Over 3% of U.S. high schoolers identify as transgender, national survey finds
About 3.3% of high school students identify as transgender, and 2.2% reported questioning if they were trans, according to new data from the CDC.
About 3.3% of high school students identify as transgender and another 2.2% have at some point questioned if they were one, according to data from the Centers for Disease Control and Prevention.
The data, which was collected as part of the CDC’s national 2023 Youth Risk Behavior Survey of more than 20,000 students in public and private high schools in the United States, provides the first nationally representative estimates of trans identity among students.
It found that trans and questioning students more often experienced violence, poor mental health, suicidal thoughts, unstable housing and less school connectedness than their peers who are cisgender, meaning they identify with the sex they were assigned at birth.
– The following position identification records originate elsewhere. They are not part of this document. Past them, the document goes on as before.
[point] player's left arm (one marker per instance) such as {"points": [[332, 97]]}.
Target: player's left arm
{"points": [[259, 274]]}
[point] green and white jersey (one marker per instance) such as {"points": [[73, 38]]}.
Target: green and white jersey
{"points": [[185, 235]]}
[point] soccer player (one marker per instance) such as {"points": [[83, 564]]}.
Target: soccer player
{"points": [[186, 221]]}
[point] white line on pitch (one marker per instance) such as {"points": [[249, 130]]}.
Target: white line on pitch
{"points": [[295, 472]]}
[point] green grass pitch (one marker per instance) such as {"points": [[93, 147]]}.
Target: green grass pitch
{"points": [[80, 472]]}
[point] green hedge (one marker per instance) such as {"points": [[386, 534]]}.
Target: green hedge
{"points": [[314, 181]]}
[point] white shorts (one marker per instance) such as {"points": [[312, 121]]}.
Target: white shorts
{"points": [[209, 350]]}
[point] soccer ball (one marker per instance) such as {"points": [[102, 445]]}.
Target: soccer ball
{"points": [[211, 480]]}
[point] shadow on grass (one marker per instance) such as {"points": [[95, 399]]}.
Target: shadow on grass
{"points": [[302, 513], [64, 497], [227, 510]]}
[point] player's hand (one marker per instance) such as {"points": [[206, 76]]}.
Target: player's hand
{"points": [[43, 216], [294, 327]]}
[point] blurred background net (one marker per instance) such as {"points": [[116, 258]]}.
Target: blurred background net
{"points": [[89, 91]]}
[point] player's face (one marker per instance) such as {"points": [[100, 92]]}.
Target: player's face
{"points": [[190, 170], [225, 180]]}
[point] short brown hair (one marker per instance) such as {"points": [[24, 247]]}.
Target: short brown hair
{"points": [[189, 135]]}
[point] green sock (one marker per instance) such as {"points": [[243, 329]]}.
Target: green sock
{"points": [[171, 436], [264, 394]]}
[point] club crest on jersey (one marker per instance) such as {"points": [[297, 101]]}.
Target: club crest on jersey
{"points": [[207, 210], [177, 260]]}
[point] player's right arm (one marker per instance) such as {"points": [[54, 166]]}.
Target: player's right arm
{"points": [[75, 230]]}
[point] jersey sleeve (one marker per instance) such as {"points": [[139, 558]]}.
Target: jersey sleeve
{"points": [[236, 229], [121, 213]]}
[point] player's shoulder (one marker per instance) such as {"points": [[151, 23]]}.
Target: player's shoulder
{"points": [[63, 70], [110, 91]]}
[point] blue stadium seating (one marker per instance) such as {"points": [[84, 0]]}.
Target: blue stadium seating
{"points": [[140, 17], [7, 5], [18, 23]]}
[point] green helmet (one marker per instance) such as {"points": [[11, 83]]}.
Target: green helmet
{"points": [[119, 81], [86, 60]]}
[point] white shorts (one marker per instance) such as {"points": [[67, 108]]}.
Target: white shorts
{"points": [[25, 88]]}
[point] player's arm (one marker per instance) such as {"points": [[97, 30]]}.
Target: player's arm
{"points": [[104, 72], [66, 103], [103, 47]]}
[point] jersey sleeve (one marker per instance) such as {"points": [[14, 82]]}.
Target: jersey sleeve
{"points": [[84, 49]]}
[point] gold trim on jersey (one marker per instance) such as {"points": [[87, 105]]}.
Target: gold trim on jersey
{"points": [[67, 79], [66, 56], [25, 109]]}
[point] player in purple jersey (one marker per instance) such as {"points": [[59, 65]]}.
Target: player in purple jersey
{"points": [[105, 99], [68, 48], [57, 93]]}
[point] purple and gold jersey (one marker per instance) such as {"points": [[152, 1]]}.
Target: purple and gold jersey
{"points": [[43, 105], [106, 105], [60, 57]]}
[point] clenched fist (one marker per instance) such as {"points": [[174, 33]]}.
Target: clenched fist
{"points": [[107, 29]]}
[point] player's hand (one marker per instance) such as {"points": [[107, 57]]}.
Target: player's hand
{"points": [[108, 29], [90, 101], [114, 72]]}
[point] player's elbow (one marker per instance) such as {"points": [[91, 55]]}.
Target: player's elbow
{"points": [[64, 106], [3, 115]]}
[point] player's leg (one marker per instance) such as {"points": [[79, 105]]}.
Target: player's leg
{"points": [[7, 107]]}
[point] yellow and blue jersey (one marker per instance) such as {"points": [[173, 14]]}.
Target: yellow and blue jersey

About one-quarter, 26%, of trans and questioning students attempted suicide in the past year compared with 11% of cisgender female students and 5% of cisgender male students, the CDC found. One in 10, or 10.3%, of trans students said they had a suicide attempt treated by a doctor or nurse in the past 12 months, compared to 3.7% of questioning students, 2.6% of cisgender female students and 1% of cis male students.
“That level of distress and that level of experience of stigma and violence is really heartbreaking and is something we must address,” Kathleen Ethier, director of the division of adolescent and school health for the CDC, said.